A metade que se tornou manchete

“Homicídios aumentam em seis regiões de SP”

Li a manchete e logo me saltou aos olhos a falta de uma informação fundamental para avaliar a notícia: quantas regiões existem em SP? É óbvio que a informação percentual nos daria uma noção melhor do que está acontecendo. Se essa informação não está lá, é porque não orna com o objetivo da manchete.

Batata: são doze regiões. De modo que uma manchete “Homicídios aumentam em 50% das regiões de SP” seria igualmente verdadeira, mas não cumpriria a sua missão. É claro que “Homicídios diminuem em seis regiões de SP” também seria verdadeira, mas nem pensar.

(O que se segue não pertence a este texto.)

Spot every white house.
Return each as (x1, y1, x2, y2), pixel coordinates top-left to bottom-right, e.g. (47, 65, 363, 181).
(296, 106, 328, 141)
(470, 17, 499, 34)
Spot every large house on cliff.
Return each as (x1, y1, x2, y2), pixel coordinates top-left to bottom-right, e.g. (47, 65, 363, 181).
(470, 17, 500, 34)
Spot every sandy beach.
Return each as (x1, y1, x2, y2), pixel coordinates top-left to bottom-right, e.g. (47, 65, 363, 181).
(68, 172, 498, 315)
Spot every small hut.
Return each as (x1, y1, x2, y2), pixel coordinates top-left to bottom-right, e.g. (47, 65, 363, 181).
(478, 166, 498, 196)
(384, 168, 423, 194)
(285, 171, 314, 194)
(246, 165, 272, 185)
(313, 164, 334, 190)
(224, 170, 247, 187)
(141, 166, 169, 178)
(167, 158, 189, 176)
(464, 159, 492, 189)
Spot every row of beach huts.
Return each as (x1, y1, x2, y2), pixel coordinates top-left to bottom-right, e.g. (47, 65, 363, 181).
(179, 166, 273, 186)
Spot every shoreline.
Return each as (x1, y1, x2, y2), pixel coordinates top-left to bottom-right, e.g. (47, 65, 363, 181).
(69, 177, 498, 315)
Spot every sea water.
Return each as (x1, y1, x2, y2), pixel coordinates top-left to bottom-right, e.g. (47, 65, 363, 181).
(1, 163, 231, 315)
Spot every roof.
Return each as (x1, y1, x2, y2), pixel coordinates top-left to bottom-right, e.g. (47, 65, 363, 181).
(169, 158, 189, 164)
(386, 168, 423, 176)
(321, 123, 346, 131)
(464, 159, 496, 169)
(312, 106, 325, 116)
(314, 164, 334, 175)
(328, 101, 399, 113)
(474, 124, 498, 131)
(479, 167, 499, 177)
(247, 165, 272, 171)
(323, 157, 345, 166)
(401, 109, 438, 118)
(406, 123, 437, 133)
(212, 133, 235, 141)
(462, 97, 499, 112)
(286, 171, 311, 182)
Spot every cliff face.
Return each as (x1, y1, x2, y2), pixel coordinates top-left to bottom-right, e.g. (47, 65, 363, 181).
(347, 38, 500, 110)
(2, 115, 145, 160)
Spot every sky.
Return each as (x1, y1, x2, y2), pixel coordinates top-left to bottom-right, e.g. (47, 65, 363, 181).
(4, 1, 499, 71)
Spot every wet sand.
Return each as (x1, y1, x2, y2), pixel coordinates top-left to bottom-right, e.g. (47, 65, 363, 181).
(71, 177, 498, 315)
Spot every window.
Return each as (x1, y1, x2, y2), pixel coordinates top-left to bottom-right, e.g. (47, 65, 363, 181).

As regiões que tiveram aumento de homicídios têm um problema, o Estado de SP não necessariamente. Para avaliar a questão estadual é preciso analisar o número agregado. Este aparece no meio da reportagem e no gráfico anexo: aumento de 3,22% de homicídios entre 2019 e 2020.

3,22% é um número para se preocupar? É o início de uma tendência? É só erro estatístico? Essas são as questões relevantes, mas que certamente não justificam manchetes bombásticas.

Não sou especialista em crime, mas entendo um pouco de gráficos e números. Este aumento de 3,22% parece mais uma oscilação dentro de uma tendência geral de queda. Ou pode significar a interrupção dessa tendência, em que os números vão girar em torno de 8,0-8,5 daqui em diante. Afinal, não custa lembrar o fato óbvio de que o Estado de SP está dentro de um país chamado Brasil, cujo índice de homicídios é de 26 por 100 mil/ano. SP é um oásis neste aspecto, o menor índice brasileiro, mas tudo tem um limite: não dá para ter índices japoneses estando dentro do Brasil. Talvez 8 seja este limite, vamos verificar nos próximos anos.

Homicídios e prisões

A média brasileira é de 29 assassinatos por 100 mil habitantes. Isto significa que, se o Brasil tivesse a média de São Paulo, haveria 13 mil homicídios por ano, contra 60 mil atualmente. Seriam poupadas 47 mil vidas anualmente.

São Paulo tem aproximadamente um terço da população carcerária brasileira, sendo que representa apenas 21% da população total.

Fica o registro.

Explicações simplistas

Você é convidado a escrever uma breve análise sobre alguma notícia recém-saída do forno. São só cerca de 150 palavras, então você precisa caprichar bem, porque são os seus 15 minutos de fama. Daí, você comete essas duas “análises” publicadas hoje no Estadão.

Na primeira, o título leva a crer que a economia explica a queda da violência. Afinal, de 2017 para cá, a economia se recuperou de dois anos de recessão. Só pode ser piada. Até o próprio autor não acredita muito no que afirmou, pois faz a ressalva de que os crimes continuam caindo em 2019, com um cenário de estagnação. Como se 2019 estivesse muito diferente de 2017 e 2018. É do balacobaco. Observando o gráfico abaixo, vemos que durante a década passada, com crescimento econômico muito maior, não houve queda significativa da violência, a não ser no ano de 2004, que comentaremos a seguir. Pelo contrário, a violência continuou a subir até 2014, ano do início da recessão. Então, as conclusões não conversam com os dados.

A segunda “análise” se refere ao Estatuto do Desarmamento, baixado por Lula em dezembro de 2003. De fato, os crimes em 2004 apresentaram uma queda significativa, mas depois, aos poucos, voltaram a subir, ultrapassando o pico anterior em 2012, continuando a subir a partir daí. Com o mesmíssimo Estatuto em vigor. Portanto, parece pouco lógico que o Estatuto tenha tido efeito permanente sobre a violência, se é que houve algum. Para tirar alguma conclusão, seria necessário ter estatísticas sobre assassinatos realizados com armas legais e não legais. Desconfio que a imensa maioria é resultado de ação com armas não legais, que não são alcançadas pelo Estatuto. Mas é só uma desconfiança, não há dados para concluir nada. A favor do segundo artigo, pelo menos o autor reconhece que houve iniciativas virtuosas que podem ter levado ao resultado alcançado.

Essas duas análises só demonstram o quanto se pode distorcer dados para corroborar qualquer narrativa. Uma análise mais cuidadosa (e não precisa ser lá muito cuidadosa, como vimos acima) mostra que tudo não passa de uso de correlações espúrias para provar teses pré-concebidas.

A grande verdade é que não há uma explicação simplista para a queda do número de assassinatos no ano passado, como “a economia” ou “o estatuto do desarmamento”. Deve ter sido uma conjugação de fatores, muitos deles fora do campo de visão dos analistas. Mas sempre haverá demanda por explicações simplistas, pois o ser humano é um bicho em busca de explicações, que não suporta o “aleatório”. Enquanto for assim, as narrativas continuarão vivas e em boa forma.